I am using SCS 3.2.3 via cvx on a windows 10 machine. I was testing SCS on simple ML problems gradually increasing the problem size to see how it performs.

I observed that after certain size (500 features, 80 000 samples), SCS starts to fail to solve l2 regularized logistic regression problems.

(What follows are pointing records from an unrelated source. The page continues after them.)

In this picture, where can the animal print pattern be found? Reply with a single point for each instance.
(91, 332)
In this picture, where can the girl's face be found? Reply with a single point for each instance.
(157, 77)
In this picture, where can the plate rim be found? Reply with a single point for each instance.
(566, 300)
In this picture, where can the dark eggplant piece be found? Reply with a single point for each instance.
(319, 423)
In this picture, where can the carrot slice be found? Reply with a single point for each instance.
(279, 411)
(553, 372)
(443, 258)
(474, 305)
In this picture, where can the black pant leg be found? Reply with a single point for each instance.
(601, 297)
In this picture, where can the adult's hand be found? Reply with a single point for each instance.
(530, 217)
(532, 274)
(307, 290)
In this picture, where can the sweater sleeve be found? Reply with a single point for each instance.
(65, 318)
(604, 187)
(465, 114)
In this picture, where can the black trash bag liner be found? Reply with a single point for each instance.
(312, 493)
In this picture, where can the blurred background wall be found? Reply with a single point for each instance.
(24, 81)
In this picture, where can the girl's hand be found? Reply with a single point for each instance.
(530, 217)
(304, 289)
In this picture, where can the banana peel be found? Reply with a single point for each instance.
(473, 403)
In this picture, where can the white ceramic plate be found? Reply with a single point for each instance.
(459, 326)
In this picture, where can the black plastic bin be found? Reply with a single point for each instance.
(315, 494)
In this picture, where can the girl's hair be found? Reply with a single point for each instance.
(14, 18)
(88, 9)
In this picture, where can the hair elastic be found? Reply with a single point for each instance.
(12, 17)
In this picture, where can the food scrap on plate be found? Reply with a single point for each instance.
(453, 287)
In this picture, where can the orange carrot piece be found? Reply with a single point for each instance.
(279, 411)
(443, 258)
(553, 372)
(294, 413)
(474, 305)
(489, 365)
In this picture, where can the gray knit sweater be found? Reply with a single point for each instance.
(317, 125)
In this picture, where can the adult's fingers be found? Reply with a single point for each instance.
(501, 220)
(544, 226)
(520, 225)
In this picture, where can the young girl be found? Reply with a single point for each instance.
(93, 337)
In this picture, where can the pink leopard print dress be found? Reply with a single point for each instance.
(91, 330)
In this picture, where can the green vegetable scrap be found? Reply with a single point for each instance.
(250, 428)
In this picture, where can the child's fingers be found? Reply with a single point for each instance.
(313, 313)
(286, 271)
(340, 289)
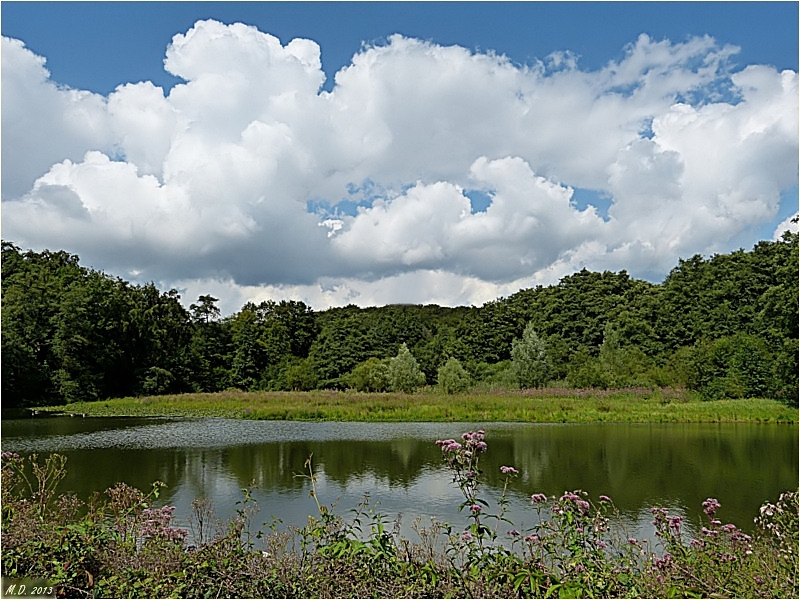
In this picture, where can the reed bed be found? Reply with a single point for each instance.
(549, 405)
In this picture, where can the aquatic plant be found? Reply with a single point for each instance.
(125, 544)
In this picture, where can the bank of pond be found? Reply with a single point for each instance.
(591, 509)
(543, 405)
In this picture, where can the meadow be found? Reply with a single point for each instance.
(545, 405)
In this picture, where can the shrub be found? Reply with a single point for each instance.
(529, 359)
(452, 377)
(404, 372)
(372, 375)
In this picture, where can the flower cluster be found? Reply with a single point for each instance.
(157, 525)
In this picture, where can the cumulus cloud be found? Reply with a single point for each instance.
(248, 180)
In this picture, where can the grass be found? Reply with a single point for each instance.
(532, 406)
(122, 545)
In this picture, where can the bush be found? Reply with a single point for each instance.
(124, 546)
(452, 377)
(529, 359)
(404, 372)
(370, 376)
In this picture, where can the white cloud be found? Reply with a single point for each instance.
(209, 185)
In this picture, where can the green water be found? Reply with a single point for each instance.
(399, 466)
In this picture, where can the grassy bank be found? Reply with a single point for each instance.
(533, 406)
(124, 544)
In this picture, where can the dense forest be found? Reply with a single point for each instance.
(724, 326)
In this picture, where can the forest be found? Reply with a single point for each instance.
(724, 326)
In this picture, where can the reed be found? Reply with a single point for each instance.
(550, 405)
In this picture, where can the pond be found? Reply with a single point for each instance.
(639, 466)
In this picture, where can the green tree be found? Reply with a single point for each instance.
(452, 377)
(529, 359)
(404, 372)
(372, 375)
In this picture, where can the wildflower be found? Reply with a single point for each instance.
(675, 524)
(710, 507)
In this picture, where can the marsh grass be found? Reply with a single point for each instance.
(549, 405)
(121, 545)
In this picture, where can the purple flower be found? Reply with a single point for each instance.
(710, 507)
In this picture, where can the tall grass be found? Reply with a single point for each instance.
(122, 545)
(534, 406)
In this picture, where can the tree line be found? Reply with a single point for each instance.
(725, 326)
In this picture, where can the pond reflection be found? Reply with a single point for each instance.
(399, 466)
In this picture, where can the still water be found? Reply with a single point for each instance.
(400, 467)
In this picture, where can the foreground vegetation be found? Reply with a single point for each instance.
(722, 327)
(532, 406)
(123, 544)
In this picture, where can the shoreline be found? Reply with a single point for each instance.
(533, 406)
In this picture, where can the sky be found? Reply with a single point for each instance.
(373, 153)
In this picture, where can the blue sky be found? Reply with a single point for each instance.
(377, 152)
(98, 45)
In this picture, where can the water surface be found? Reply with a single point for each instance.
(399, 466)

In addition, after certain size (500 features, 40 000 samples), the final objective value SCS reports & the objective value computed using the optimum parameters returned by cvx starts to become different.

Do you know what's the issue?

Thanks,
Regards,
Caglar Ari

SCS Output:
Calling SCS 3.2.3: 480502 variables, 320001 equality constraints

---

       SCS v3.2.3 - Splitting Conic Solver
(c) Brendan O'Donoghue, Stanford University, 2012

---

problem: variables n: 320001, constraints m: 480502
cones: q: soc vars: 502, qsize: 1
e: exp vars: 0, dual exp vars: 480000
settings: eps_abs: 1.0e-04, eps_rel: 1.0e-04, eps_infeas: 1.0e-07
alpha: 1.50, scale: 1.00e-01, adaptive_scale: 1
max_iters: 10000, normalize: 1, rho_x: 1.00e-06
acceleration_lookback: 10, acceleration_interval: 10
lin-sys: sparse-direct-amd-qdldl
nnz(A): 40480002, nnz(P): 0

iter | pri res | dua res | gap | obj | scale | time (s)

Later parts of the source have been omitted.